REPIMPS-guided modelling of bovine rhodopsin and hGalR1
There is good agreement between the transmembrane regions of bovine rhodopsin determined from the crystal structure and the Baldwin template (Table 1): Superposition of the model for bovine rhodopsin derived from Baldwin template with the equivalent residues in the crystal structure gave an RMSD of 3.2 Å for the 198 Cα atoms, which suggests very similar arrangement of the helices . For individual helices, the RMSDs were largely due to nonidealities (unwindings, tightenings and kinks), translation perpendicular to the membrane, and helix rotation up to ~30° . Note that a small amphipathic helix is seen in the crystal structure following helix VII which is not present in the Baldwin template (Table 1). This helix is not predicted to be transmembrane but rather to lie on the cytoplasmic face of the membrane bilayer.
The strong similarity between the crystal structure of bovine rhodopsin and the model derived from the Baldwin template suggests the template remains a useful starting point for further refinement of the structures of individual GPCRs. Indeed, the presence of nonidealities present in the crystal structure may be, in some cases a disadvantage since these are likely to be GPCR-specific.
We examined several in silico tools used to predict the position and number of transmembrane segments of IMPs and compared the results when these tools were applied to the sequence for the GPCR, hGalR1 (Table 1). The exact locations, length and number of transmembrane segments predicted by the different tools varied. For example, TopPred predicted 8 transmembrane segments for hGalR1 and the predicted location of Helix VII using the various methods was, in some cases, mutually exclusive. The hydrophobicity and hydrophobicity moments of the transmembrane segments of hGalR1 proposed by Baldwin et al.  were also calculated (Table 2) . The values of the moments were small, and consistent with values estimated for other IMPs .
Next, we used REPIMPS to consider a series of possible alignments of just the transmembrane segments of hGalR1 mapped onto the Baldwin template. The sequences used for the model building cover the sequence alignment postulated by Baldwin and four alternatives deviating from the Baldwin alignment by frameshifting the sequence by up to two positions in either direction, as shown for Helix I of hGalR1 in Table 3. This effectively generated models in which the helices were rotated along the helix axis and translated up and/or down relative to the other helices in the bundle. Using all possible combinations of the different sequences defined for the seven helices of hGalR1, a total of 78,125 models were generated.

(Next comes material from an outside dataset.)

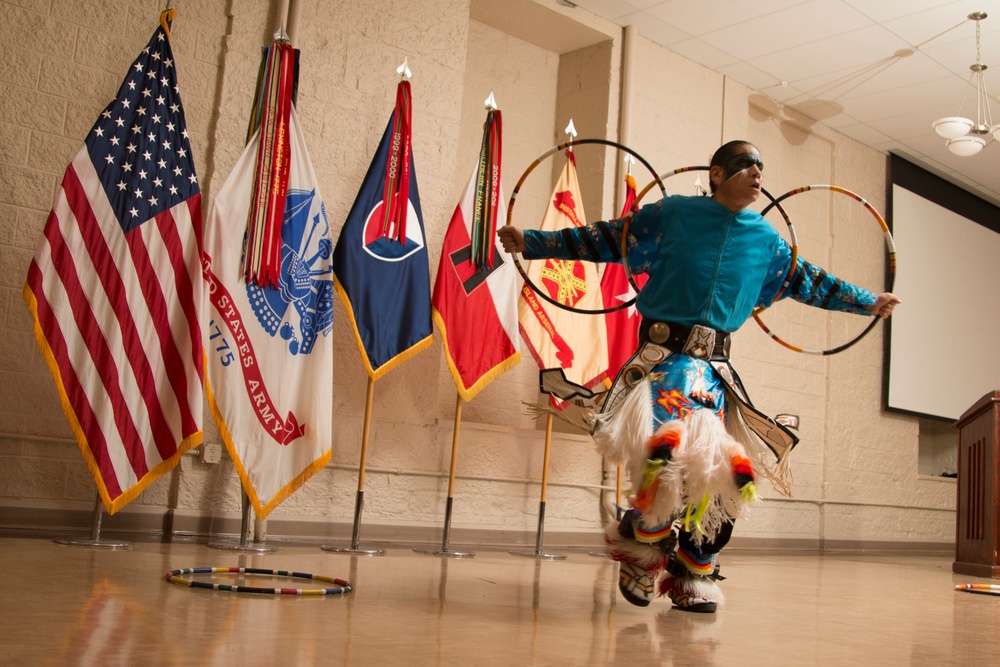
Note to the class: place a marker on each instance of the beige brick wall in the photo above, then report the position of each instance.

The lipid-corrected compatibility score for the Baldwin consensus model of hGalR1, as determined by REPIMPS, was 85.5. Fig. 3A shows the distribution of scores for all 78,125 models. The mean score was 88.5 ± 5.9σ. 1934 models had scores greater than two standard deviations above this mean (values > 100.13) and were subjected to further structure refinement by searching for energetically favourable rotamers for the side chains. Fig. 3B compares the lipid-corrected compatibility scores for these models before and after structure refinement. On average, structure refinement reduced the scores by a mean value of 2.6 (Fig. 3C). The sequences of the transmembrane helices for the model of hGalR1 with the highest lipid-corrected compatibility score following structure refinement are shown in Table 4 and compared with sequences derived from the Baldwin template for this receptor.
The model building method and identification of the transmembrane helices using the abovementioned procedures were also applied to bovine rhodopsin, the first GPCR for which there is a crystal structure. Using REPIMPS, the Baldwin model of this protein had a lipid corrected compatibility score of 85.6 and was not among the top scoring models, whilst the best model amongst the 78,125 models generated had a REPIMPS score of 107.8 and showed deviations from the model proposed by Baldwin (Table 4).

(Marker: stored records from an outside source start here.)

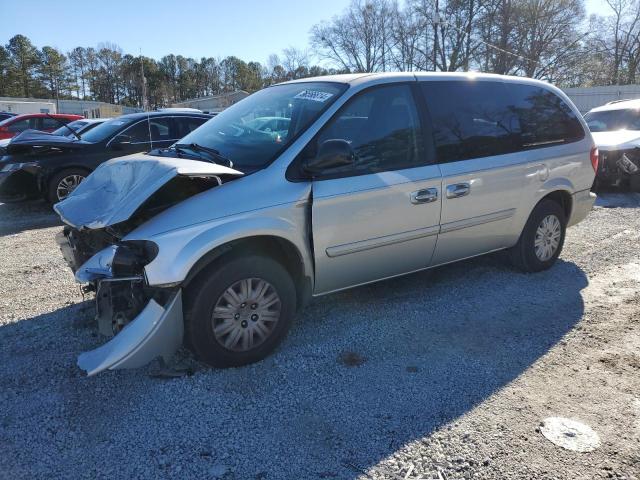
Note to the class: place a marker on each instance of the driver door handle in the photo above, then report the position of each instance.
(458, 190)
(426, 195)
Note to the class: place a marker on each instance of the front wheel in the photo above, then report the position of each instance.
(542, 239)
(63, 183)
(239, 310)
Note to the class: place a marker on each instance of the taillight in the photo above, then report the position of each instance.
(594, 158)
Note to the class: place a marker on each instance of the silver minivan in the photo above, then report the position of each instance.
(314, 186)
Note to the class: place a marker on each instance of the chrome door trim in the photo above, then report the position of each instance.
(479, 220)
(371, 243)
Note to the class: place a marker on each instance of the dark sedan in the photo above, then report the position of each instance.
(53, 166)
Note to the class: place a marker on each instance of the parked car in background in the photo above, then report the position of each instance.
(53, 166)
(616, 130)
(5, 115)
(71, 130)
(79, 127)
(376, 176)
(44, 122)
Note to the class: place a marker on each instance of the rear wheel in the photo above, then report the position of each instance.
(63, 183)
(238, 311)
(542, 239)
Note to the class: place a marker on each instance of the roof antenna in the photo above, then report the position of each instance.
(145, 105)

GPCRs are signalling molecules that traverse the cell membrane with seven helices in an anticlockwise progression as viewed from outside the cell. Though much evidence suggested this overall architecture [3, 4], it was only with the first reported crystal structure of a GPCR that this was confirmed [5, 6]. GPCRs bind ligands ranging from small molecules to large proteins, indicating that details of their architecture must deviate. Furthermore, additional factors that affect the structure and function of GPCRs, such as dimerisation and interactions with associated proteins, have been reported [42, 43]. The overall result is that no single in vivo mechanism of a GPCR has been fully characterised at the structural level.
GPCRs are considered non-standard proteins based on the most applicable methods of structure determination , and so it is not expected that high-resolution structural data will accrue rapidly for this class of protein in the near future. For this reason, comparative protein modelling methods, which assume that a single template structure is appropriate for all members of a family, remain an important approach in modelling the structures of GPCRs and indeed all other families of IMP. However, these templates, whether high- or low-resolution, should only be regarded as a starting point for determining the unique structural properties of individual members within the family. Thus, in silico tools, such as those used to predict the location of transmembrane segments and to refine the structural features of the template, also remain an important feature of predictive modelling for IMPs.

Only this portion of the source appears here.